General Motors İşçilerinin Grevi Üzerine
ABD’nin en büyük otomotiv üreticisi General Motors (GM)’da 15 Eylül’de başlayan grev halen sürüyor. Birleşik Otomobil İşçileri Sendikası (UAW) ile şirket arasında ücretler, sağlık hakkı ve kar paylaşımı konularında yaşanan anlaşmazlık yaklaşık 49 bin işçinin katıldığı grevi tetiklerken, taraflar arasında henüz bir anlaşma sağlanabilmiş değil.
Ayrıca şirketin Kasım 2018’de açıkladığı Ohio ve Michigan başta olmak üzere ABD’deki dört fabrikasını tasarruf için kapatma planı da işçilerin uzunca bir süredir tepki gösterdiği konular arasındaydı. GM ise görüşmelerde sendikaya Ohio’da kapatılacak fabrikanın yerine elektrikli araç bataryası üretecek bir fabrika açılacağı ve böylece yeni istihdam olanakları yaratılacağı vaadinde bulunmuştu. Ayrıca şirket, sendikaya 8 fabrika için 7 milyar dolarlık yeni yatırım yapılacağı ve 5,400 kişilik bir istihdam oluşturulacağını belirtmişti.

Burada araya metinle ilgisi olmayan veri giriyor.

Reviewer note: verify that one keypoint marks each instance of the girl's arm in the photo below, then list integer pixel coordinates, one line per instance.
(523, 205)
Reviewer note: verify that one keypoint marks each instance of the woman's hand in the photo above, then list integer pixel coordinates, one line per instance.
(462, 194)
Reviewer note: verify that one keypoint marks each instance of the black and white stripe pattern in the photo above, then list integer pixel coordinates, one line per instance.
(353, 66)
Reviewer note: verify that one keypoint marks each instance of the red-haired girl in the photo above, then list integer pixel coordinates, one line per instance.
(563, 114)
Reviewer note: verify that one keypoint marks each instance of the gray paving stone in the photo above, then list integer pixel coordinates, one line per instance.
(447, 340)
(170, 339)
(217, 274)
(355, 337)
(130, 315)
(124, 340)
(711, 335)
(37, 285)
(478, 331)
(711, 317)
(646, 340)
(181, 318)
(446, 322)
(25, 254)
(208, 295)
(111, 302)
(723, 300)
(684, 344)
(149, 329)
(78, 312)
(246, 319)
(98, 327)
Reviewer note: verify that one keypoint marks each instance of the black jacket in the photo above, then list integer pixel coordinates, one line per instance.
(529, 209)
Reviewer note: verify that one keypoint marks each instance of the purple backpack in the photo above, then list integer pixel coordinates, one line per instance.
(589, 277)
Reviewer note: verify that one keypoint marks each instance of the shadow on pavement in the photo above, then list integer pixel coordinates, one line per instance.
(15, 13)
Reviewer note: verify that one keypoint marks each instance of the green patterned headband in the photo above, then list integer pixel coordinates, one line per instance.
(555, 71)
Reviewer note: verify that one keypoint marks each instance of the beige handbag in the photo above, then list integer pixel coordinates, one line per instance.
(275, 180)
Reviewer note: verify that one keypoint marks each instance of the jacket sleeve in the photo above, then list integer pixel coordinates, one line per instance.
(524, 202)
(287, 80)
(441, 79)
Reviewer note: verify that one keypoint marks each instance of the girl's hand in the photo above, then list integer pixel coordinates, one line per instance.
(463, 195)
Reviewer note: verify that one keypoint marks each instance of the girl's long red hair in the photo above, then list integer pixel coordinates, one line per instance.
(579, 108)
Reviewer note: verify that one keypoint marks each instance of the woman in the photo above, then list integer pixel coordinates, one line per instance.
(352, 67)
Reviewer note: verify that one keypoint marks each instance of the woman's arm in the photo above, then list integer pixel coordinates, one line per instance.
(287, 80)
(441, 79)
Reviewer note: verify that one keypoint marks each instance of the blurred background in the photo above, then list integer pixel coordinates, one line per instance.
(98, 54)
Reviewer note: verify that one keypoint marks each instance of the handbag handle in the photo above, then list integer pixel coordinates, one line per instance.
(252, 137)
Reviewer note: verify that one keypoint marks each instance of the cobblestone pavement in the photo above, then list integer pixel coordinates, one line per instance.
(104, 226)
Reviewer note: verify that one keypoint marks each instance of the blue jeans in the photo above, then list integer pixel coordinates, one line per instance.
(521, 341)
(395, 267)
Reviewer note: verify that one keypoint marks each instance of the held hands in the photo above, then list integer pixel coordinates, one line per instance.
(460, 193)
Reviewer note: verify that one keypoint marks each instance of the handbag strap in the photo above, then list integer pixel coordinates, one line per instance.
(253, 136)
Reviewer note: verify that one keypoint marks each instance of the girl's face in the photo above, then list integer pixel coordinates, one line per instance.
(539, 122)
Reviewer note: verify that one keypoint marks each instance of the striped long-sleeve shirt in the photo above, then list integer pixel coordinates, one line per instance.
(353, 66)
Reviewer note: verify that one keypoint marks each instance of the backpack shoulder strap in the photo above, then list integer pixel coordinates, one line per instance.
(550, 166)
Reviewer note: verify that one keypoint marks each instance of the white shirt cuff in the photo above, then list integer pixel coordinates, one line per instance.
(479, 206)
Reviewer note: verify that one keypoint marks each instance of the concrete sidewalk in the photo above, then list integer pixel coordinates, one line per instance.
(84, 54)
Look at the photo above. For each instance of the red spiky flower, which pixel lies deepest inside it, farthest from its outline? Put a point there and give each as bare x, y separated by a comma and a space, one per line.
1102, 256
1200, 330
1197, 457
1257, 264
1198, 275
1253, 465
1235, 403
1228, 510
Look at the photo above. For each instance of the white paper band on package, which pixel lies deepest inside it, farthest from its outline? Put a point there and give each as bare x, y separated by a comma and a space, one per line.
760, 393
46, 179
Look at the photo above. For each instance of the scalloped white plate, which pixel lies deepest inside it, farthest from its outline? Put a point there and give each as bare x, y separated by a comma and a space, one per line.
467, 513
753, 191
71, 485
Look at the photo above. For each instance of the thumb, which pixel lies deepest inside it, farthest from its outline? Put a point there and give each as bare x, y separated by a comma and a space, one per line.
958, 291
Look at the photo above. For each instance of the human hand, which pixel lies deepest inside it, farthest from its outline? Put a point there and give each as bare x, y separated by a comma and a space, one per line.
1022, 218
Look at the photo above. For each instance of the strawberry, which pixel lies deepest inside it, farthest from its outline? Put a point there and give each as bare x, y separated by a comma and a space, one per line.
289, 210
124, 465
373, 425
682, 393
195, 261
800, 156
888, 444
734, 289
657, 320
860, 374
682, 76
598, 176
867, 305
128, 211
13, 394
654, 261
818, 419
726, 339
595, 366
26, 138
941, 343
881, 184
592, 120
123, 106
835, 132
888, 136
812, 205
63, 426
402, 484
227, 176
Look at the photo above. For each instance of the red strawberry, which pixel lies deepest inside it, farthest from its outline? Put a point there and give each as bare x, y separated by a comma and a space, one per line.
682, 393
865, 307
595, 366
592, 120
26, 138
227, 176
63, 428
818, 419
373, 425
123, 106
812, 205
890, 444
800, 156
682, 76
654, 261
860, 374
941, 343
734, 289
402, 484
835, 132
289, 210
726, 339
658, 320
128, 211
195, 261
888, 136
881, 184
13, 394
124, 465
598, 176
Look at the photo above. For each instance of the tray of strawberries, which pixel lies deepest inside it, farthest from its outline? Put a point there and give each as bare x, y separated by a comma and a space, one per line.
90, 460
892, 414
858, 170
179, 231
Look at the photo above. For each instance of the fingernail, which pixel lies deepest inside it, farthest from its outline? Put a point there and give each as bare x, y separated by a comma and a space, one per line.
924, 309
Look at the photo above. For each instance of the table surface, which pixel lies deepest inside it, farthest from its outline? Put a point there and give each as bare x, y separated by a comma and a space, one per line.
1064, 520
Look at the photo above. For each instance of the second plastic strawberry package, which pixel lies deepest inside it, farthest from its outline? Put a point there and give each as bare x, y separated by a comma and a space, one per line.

Fakat Amerikan otomotiv sektöründe satışlarda yaşanan düşüşle birlikte, başta GM olmak üzere büyük otomotiv tekellerinde yatırım azalması ve işten çıkarmalar genel eğilimlerden birisi olarak göze çarpıyor ve bu tablonun değişeceğine dair bir izlenim görünmüyor. Bu konu 2020 başkanlık seçimlerinin de gündem maddelerinden biri. Trump da işten çıkarmalarla ilgili olarak GM’yi eleştirmiş ve özellikle 2016’da yapılan seçimlerde kendisine önemli bir destek çıkan Michigan ve Ohio’daki fabrikaların yeniden açılması talebinde bulunmuştu. 2016’dan bu yana özellikle işsizlikteki yükseliş Trump’ın 2020’de tekrar seçilme hayallerinin önündeki önemli engellerden biri.
Bu durum ABD’li otomotiv şirketlerini kara kara düşündürüyor. Çünkü GM işçilerinin mücadelelerinin müzakere sürecine girecek olan Ford ve Chrysler şirketlerinde çalışan işçilere de örnek olmasından çekiniliyor. Zira GM işçilerinin temel sloganlarından birisi de bu yönde: “If we win, everyone wins!” (Biz kazanırsak, herkes kazanır!). İşçi sınıfı bir yandan 2008 krizinde Amerikan emekçilerinin cebinden çıkan vergilerle toplanan 50 milyar doların GM’yi krizden çıkarmak için Obama yönetimi tarafından şirkete nasıl hediye edildiğinin, kendilerine insancıl şartlar sunmaktan kaçınan şirketin son üç senede nasıl 35 milyar dolar kar elde ettiğinin ve şirket CIO’su Mary Barra’nın 2018 yılında nasıl 22 milyon dolar ücret kazandığının farkındalar.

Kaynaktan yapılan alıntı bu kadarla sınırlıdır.